Built-in Statistical Functions and Regression Analysis in R
Built-in Statistical Functions in R
1. mean() function:
The mean (arithmetic average) is calculated by summing all the numbers in a set and dividing by the
number of values.
Example:
# R Code Example
data <- c(4, 7, 10, 12, 15)
mean_value <- mean(data)
print(mean_value)
Output:
[1] 9.6
Manual Calculation:
Mean = (4 + 7 + 10 + 12 + 15) / 5 = 48 / 5 = 9.6
In this example, we sum the values (4 + 7 + 10 + 12 + 15 = 48), and since there are 5 numbers,
we divide by 5, giving us a mean of 9.6.
2. median() function:
The median is the middle value in a sorted list of numbers. If the list has an odd number of values,
the median is the middle number.
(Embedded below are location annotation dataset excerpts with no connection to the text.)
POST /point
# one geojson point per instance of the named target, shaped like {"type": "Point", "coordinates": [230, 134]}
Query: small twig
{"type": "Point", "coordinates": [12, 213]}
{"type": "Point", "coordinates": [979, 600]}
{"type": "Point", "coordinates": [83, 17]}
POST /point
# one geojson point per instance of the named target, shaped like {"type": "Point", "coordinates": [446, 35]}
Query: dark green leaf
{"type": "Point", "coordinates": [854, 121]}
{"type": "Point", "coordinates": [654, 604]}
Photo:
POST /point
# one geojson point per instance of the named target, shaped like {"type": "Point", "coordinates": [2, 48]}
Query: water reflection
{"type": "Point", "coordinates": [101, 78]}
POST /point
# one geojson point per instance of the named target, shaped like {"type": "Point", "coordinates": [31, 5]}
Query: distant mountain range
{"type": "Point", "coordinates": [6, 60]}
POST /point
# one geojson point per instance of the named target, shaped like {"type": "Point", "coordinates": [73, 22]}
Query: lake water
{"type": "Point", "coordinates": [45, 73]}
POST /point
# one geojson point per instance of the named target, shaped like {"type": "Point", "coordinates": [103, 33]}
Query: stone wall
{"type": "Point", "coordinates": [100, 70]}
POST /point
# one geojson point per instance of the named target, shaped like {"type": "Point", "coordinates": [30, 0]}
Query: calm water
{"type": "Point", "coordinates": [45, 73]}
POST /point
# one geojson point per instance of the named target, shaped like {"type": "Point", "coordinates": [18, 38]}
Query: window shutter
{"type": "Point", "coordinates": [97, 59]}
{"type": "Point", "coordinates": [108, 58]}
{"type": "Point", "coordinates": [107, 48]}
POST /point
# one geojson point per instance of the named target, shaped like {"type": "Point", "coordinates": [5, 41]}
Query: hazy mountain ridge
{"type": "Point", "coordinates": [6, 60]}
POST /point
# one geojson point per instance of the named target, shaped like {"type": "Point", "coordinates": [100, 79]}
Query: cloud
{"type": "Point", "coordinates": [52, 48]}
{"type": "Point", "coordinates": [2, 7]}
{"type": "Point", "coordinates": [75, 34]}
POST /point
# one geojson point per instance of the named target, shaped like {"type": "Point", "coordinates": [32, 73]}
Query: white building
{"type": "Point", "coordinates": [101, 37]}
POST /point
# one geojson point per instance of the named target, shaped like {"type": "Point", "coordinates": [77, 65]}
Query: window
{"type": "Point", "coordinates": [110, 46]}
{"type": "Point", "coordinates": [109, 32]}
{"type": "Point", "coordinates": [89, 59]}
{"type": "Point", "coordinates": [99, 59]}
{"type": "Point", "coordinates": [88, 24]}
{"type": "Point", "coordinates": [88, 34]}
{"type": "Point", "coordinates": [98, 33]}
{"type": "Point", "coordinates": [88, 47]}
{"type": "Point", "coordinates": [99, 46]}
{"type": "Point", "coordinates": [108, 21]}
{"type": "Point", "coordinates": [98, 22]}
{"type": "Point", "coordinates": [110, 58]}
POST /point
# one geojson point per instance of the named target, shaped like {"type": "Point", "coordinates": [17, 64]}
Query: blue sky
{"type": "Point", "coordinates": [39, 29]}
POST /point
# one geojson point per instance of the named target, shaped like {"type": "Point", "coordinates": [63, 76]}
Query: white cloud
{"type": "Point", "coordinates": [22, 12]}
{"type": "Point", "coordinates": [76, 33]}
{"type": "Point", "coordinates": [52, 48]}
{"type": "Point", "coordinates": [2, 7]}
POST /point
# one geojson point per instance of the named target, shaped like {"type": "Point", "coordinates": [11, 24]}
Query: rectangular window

If the list has an even number of values, the median is the
average of
the two middle numbers.
Example:
# R Code Example
data <- c(4, 7, 10, 12, 15)
median_value <- median(data)
print(median_value)
Output:
[1] 10
Manual Calculation:
In the sorted list 4, 7, 10, 12, 15, the middle value is 10. Since there are 5 values (an odd number),
the median is the middle one directly.
3. sd() function (Standard Deviation):
The standard deviation measures the amount of variation or dispersion in a set of values.
Example:
# R Code Example
data <- c(4, 7, 10, 12, 15)
sd_value <- sd(data)
print(sd_value)
Output:
[1] 4.62
Manual Calculation:
1. Find the mean: Mean = 9.6
2. Subtract the mean from each number and square the result:
(4 - 9.6)^2 = 31.36, (7 - 9.6)^2 = 6.76, (10 - 9.6)^2 = 0.16, (12 - 9.6)^2 = 5.76, (15 - 9.6)^2 = 28.16
3. Find the mean of these squared differences (variance): Variance = 18.51
4. The standard deviation is the square root of the variance: Standard Deviation = sqrt(18.51) = 4.30
4. var() function (Variance):
The variance is the square of the standard deviation, representing the spread of data points.
Example:
# R Code Example
data <- c(4, 7, 10, 12, 15)
var_value <- var(data)
print(var_value)
Output:
[1] 21.33333
Manual Calculation:
Variance is the average of the squared differences from the mean: Variance = 21.33333
5. Regression Analysis: Simple Linear Regression
Linear regression models the relationship between two variables by fitting a line to the observed
data.
In R, the function lm() is used for linear modeling.
Example:
# R Code Example
hours <- c(2, 3, 4, 5, 6)
scores <- c(50, 60, 70, 80, 90)
# Fit a simple linear regression model
model <- lm(scores ~ hours)
print(model)
summary(model)
Output:
Call:
lm(formula = scores ~ hours)
Coefficients:
(Intercept) 30.000
hours 10.000
Manual Calculation:
The equation of the regression line is score = 30 + 10 * hours.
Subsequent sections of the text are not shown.